In this session we demonstrate the use of Seurat tools for joint analysis of two samples. The session uses the same data and follows the steps in Seurat tutorial for integrated analysis: https://satijalab.org/seurat/v3.0/immune_alignment.html
We begin with two expression matrixes: one for control PBMC cells, and another for PBMC cells stimulated with interferon beta.
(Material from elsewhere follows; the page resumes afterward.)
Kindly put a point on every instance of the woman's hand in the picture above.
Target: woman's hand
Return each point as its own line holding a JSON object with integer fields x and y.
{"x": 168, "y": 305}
So now the cells will cluster based on cell type, but also based on the treatment, which makes the analysis a bit more complex.
We wish to:
- Identify cell types that are present in both datasets
- Obtain cell type markers that are conserved in both control and stimulated cells
- Compare the datasets to find cell-type specific responses to stimulation
The first steps of the analysis are already familiar to us. After we have preprocessed both samples, we combine them, perform the integrated analysis, find markers for samples and for clusters, and visualise these.
The process of integrating samples is described in more detail in Methods section in the paper by Stuart*, Butler*, et al., Cell 2019. (You can access the paper in bioRxiv: https://www.biorxiv.org/content/10.1101/460147v1)
Please watch the video for introduction to two sample analysis:
We are switching to another dataset and another Chipster session, with two samples.Please go through these exercises:
1. Open example session
Click Sessions and open training session course_single_cell_RNAseq_Seurat_integrated.
2. Setup Seurat object & quality control
Select the immune_control_expression_matrix.txt.gz. Select tool Single cell RNA-seq / Seurat -Setup and QC. Check the parameters, and name your sample as CTRL. You can name the project and give a bit stricter parameter for filtering (genes expressed at least in 5 cells for example). Make sure that you have assigned the file correctly: this is a digital expression matrix (a DGE table). Run the tool.
Repeat this step for the immune_stimulated_expression_matrix.txt.gz, except now name the sample as STIM.
3. Filtering, regression and detection of variable gene
Select seurat_obj.Robj. Select the tool Single cell RNA-seq / Seurat - Filter cells, normalize, regress and detect variable genes. Adjust the parameters so that you are filtering out cells that have less than 500 genes expressed, and run the tool. Repeat for the other sample as well.
Once the tool is done, open the Dispersion_plot.pdf and check also the second page.
How many variable genes are there?
4. Combine two samples
Select both seurat_obj.R objects from the previous step and run the tool Single cell RNA-seq / Seurat –Combine two samples.
Please watch the video for aligning two samples and clustering:
For more theory, you can view the lecture video by Ahmed Mahfouz (slides):
Then go through these exercises:
5. Integrated analysis of two samples
Select the combined seurat_obj.Robj from the previous step. Run the tool Single cell RNA-seq / Seurat –Integrated analysis of two samples with default parameters.
While waiting, you can study the manual (click More info...). What are the main steps of this tool?
When the results are ready, study the integrated_plot.pdf. How many clusters are there in this data?
Please watch the video for finding differentially expressed genes and conserved cluster markers:
Then go through these exercises:6. Find conserved cluster markers and DE genes in two samples
Select the seurat_obj.Robj from the previous step. Run tool Find conserved cluster markers and DE genes in two samples for a cluster of your interest. Inspect the tables generated by the tool.
What was used as a cut-off for the adjusted p-value?
How many differentially expressed genes were there between the two samples in this cluster? Write down few interesting genes from the list for the visualization exercise 7.
How many conserved biomarkers were recognized for the cluster? Write down few interesting genes from the list for the next tool.
7. Visualize markers and differentially expressed genes
Choose seurat_obj.Robj generated in step 5. Select tool Single cell RNA-seq / Seurat - Visualize genes with cell type specific responses in two samples. Type the gene names to the parameter field (the ones you listed in previous step, or try for example: CD3D, GNLY, IFI16, ISG15, CD14, CXCL10). Use comma (,) as a separator. You can run the tool several times for different gene lists.
Are the differentially expressed genes expressed differently also in other clusters? Are the conserved markers expressed in other clusters?